In today's digital realm, generative AI Language Models (LLMs) like ChatGPT by OpenAI and Google Bard have become focal points of discussion. These models, equipped with the ability to craft human-like text, offer a myriad of applications. Yet, understanding their constraints remains paramount.

It's crucial to grasp that these models don't genuinely "think." They generate text by mimicking human language patterns from vast datasets, not from comprehension or consciousness. Contrary to popular belief, LLMs don't actively "search" the internet for real-time answers. They've been trained on extensive data, but they don’t browse the web live. Faced with unfamiliar topics, they make educated guesses based on previous patterns.

Let's turn to a personal experience. I'm an avid supporter of Fresno State Football, and my YouTube channel boasts four decades of game footage and highlights. Leveraging AI, I've crafted game recaps and summaries for each video description. An observable trend is that the AI's accuracy correlates with a game's media coverage. The more widespread the reporting, the more accurate the AI summary, although my expertise often catches occasional inaccuracies.

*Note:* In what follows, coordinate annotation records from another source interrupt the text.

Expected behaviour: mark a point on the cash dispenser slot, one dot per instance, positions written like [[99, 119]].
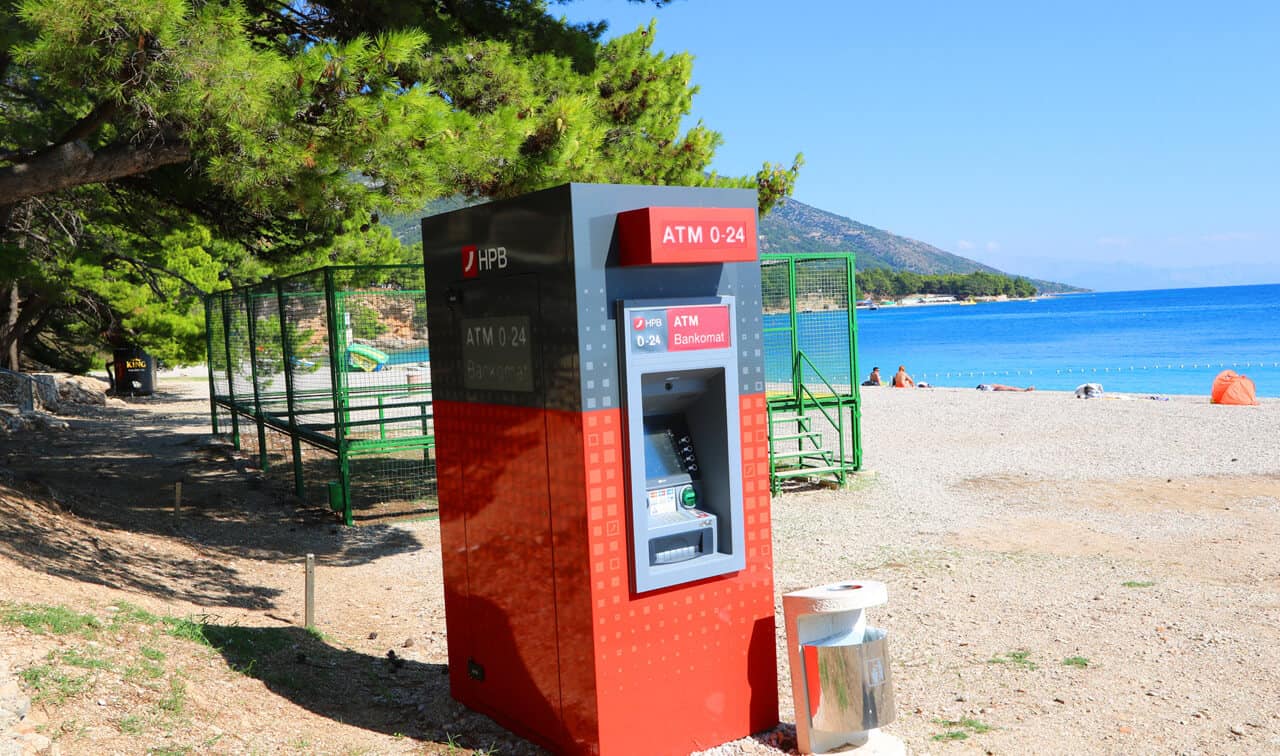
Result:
[[685, 459]]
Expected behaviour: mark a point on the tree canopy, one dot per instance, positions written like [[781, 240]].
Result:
[[152, 150]]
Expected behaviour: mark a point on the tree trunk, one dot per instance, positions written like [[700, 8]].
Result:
[[10, 328], [73, 164]]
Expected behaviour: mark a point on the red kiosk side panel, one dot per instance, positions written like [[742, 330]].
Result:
[[496, 540]]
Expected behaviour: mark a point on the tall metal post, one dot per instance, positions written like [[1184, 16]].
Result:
[[339, 398], [251, 312], [231, 381], [209, 362], [856, 413], [287, 357]]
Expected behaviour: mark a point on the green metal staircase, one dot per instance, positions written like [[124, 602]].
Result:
[[814, 426], [808, 434]]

A case in point is a recap I requested from Google Bard for the 1986 NCAA Football game between Fresno State and University of Nevada-Las Vegas (UNLV). While the game had national coverage, it didn’t dominate ratings and missed many viewers and journalists, especially outside the Pacific time zone. During this engagement, Bard's recap showed marked inaccuracies. 

For example, in paragraph 1, Bard inaccurately labeled the game's conference as the Big West Conference. In 1986, both schools were part of the Pacific Coast Athletic Association (PCAA), which later was rebranded as the Big West in 1988. Furthermore, in paragraph 3, Bard mistakenly identified Jeff Tedford as Fresno State's quarterback for that game, even though he had vacated the position in 1982. Another error was with respect to UNLV's Ickey Woods and Charles Williams. While Woods was mischaracterized as the quarterback, he actually played as a running back. Intriguingly, Charles Williams, who began playing in 2017, was incorrectly cited in the 1986 account. A notable tidbit is that both Woods and Williams hail from Fresno.

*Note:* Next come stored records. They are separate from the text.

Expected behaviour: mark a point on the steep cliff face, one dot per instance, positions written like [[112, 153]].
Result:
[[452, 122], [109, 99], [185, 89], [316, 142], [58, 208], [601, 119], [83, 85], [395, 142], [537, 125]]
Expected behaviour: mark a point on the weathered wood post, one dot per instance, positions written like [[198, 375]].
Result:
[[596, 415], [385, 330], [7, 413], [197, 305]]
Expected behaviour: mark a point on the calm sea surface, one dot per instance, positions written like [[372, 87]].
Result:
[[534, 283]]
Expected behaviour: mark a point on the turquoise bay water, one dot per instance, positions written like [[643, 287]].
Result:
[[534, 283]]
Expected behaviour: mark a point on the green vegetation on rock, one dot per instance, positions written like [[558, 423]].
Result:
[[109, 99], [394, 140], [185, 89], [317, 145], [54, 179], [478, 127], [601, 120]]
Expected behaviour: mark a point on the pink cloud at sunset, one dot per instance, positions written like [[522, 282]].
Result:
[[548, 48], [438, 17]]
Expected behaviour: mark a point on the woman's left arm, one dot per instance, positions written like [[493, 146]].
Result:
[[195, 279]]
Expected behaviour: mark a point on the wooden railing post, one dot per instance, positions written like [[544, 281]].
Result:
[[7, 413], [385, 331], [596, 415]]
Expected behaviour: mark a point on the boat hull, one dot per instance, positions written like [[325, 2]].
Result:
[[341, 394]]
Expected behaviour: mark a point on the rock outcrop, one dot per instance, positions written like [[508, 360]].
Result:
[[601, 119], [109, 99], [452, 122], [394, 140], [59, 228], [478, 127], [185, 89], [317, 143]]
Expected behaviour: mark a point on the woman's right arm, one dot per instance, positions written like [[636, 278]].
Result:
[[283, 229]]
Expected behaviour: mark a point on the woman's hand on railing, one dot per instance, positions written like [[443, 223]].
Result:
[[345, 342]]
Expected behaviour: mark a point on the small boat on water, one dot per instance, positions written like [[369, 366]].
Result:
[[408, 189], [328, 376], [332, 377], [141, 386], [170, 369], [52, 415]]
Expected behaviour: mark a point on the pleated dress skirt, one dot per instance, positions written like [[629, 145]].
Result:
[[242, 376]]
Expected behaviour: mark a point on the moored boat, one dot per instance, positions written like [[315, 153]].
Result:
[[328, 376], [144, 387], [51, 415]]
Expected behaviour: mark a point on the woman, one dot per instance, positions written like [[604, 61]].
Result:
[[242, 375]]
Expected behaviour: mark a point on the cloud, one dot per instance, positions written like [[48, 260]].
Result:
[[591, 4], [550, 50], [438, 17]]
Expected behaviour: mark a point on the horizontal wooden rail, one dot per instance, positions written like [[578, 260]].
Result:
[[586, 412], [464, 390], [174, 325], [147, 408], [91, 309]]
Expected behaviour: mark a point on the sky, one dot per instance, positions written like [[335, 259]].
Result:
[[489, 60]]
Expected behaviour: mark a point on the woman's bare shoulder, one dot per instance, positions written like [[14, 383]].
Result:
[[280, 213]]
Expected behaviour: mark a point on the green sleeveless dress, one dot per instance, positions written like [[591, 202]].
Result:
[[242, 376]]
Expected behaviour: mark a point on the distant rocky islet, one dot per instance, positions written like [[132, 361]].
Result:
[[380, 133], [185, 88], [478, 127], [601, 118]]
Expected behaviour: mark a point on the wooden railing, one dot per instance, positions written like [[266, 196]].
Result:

These oversights illuminate AI’s tendency to piece together plausible, quasi-relevant information when faced with data gaps. The tidbits about the conference, Jeff Tedford, Ickey Woods and Charles Williams are all "semi-in-the-ballpark" information. It’s as if you threw a ball for a dog, and it earnestly brought back a stick; close, but not quite accurate.

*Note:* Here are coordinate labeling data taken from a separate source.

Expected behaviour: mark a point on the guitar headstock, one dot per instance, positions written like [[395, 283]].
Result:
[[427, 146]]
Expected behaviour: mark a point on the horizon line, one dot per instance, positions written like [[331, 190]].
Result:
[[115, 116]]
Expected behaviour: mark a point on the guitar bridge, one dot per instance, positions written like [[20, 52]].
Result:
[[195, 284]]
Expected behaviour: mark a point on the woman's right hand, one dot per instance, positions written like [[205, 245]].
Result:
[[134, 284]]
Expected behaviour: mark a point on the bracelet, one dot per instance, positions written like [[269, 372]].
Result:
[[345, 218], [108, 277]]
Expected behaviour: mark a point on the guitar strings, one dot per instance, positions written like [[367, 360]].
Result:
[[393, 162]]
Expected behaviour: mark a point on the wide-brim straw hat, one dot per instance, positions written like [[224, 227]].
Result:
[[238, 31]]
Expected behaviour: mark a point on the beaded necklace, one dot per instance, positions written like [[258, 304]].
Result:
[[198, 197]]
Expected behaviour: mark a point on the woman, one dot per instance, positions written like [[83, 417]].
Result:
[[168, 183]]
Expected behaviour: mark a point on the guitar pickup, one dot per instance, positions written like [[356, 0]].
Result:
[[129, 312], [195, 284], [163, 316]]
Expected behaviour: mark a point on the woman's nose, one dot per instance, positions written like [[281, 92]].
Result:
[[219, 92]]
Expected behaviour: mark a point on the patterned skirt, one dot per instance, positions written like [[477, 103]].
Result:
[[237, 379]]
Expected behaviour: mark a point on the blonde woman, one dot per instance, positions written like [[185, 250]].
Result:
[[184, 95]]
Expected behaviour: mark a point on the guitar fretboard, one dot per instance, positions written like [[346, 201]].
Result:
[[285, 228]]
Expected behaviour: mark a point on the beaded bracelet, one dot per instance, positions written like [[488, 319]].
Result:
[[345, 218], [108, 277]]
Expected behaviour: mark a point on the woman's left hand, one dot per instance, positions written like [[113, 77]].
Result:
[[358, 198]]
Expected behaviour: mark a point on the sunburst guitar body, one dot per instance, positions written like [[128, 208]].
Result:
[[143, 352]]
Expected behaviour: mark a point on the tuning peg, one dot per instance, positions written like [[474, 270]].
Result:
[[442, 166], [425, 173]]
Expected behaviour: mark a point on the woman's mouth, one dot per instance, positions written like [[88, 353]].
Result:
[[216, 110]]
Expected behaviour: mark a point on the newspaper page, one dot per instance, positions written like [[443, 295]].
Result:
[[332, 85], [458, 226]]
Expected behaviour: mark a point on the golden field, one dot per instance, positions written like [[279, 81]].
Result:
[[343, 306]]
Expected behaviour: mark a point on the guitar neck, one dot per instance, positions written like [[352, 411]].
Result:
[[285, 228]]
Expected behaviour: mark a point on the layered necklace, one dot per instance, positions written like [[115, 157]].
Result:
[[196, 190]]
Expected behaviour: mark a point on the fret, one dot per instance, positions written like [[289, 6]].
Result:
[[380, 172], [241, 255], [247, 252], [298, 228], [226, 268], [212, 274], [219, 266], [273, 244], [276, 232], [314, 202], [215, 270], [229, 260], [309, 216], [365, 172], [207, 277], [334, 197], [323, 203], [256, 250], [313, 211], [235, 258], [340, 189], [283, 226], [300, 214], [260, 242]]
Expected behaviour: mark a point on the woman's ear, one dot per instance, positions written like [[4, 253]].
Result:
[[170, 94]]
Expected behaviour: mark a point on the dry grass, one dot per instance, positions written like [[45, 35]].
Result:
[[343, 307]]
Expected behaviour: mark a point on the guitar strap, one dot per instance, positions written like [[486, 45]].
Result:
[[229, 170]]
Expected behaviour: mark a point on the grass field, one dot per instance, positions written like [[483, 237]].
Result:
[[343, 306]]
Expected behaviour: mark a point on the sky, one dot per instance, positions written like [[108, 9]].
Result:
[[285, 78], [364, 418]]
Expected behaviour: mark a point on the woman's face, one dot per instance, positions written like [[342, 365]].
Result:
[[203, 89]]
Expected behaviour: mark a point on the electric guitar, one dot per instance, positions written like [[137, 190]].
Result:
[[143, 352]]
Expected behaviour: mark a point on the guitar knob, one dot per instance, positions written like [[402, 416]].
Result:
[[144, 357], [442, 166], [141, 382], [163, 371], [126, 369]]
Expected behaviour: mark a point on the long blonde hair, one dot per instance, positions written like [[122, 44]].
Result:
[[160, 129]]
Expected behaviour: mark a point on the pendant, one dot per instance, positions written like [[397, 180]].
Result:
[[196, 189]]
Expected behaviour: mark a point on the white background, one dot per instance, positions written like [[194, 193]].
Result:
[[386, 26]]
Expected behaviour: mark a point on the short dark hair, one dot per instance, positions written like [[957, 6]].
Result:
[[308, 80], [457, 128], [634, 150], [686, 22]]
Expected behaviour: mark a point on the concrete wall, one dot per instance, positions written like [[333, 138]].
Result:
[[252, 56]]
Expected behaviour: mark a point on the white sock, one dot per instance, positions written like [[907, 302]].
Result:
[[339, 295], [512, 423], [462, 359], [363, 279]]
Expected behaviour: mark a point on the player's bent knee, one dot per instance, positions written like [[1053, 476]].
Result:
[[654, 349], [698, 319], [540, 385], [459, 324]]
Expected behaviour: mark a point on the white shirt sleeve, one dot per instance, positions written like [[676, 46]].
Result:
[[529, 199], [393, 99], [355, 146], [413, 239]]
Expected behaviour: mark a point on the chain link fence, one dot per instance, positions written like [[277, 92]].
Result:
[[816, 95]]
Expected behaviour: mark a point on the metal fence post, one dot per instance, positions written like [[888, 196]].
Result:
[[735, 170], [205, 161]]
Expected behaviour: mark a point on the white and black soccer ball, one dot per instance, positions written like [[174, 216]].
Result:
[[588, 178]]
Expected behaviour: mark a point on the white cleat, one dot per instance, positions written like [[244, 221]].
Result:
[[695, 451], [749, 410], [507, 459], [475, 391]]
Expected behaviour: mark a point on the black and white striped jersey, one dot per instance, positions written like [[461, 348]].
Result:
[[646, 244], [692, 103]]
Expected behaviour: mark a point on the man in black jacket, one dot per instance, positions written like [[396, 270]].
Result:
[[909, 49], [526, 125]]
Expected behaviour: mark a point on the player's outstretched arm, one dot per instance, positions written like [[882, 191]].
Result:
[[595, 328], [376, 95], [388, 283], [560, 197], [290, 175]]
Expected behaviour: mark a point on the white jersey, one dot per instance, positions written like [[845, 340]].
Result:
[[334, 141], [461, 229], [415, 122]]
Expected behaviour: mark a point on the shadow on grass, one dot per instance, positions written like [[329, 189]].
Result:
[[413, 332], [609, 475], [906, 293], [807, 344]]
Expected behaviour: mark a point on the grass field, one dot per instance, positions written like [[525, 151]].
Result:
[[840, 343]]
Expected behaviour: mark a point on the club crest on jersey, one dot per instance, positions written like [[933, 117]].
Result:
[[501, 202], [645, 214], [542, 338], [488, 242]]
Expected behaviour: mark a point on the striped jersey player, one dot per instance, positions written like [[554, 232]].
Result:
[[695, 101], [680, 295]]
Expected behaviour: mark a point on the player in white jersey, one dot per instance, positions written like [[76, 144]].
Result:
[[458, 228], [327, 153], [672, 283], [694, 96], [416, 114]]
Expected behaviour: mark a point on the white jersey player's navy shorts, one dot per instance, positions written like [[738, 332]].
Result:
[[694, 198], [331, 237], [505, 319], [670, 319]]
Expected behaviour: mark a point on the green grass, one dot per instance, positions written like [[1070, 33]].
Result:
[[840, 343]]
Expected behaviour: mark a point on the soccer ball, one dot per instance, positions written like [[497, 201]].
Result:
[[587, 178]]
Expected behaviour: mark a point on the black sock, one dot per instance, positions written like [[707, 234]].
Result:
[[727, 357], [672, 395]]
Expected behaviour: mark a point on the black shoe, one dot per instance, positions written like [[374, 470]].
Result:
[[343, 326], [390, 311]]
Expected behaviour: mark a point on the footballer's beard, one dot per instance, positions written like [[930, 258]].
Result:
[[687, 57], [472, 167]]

The underlying message here is the imperative of scrutinizing AI outputs. LLMs, while powerful, can occasionally deliver out-of-context or misleading information. Critical assessment of AI responses is as essential as vetting any unfamiliar source.

Generative AI LLMs, revolutionary as they are, come with their set of challenges. Approaching their outputs with discernment is vital, especially in education. Teachers should rigorously vet AI-derived content, and students must be taught to assess the reliability of AI-generated information. In doing so, we foster a balanced approach, benefiting from AI while upholding the veracity of the information at hand.

1 comment:

  1. Very interesting post, Adam. Not many people have the encyclopedic knowledge about Fresno State football that you do. I don't know how teachers are going to find the time to vet AI-derived content. Most teachers are only using LLMs because they don't have the time to write clearly or think a complex issue through themselves. I find the personal examples fascinating.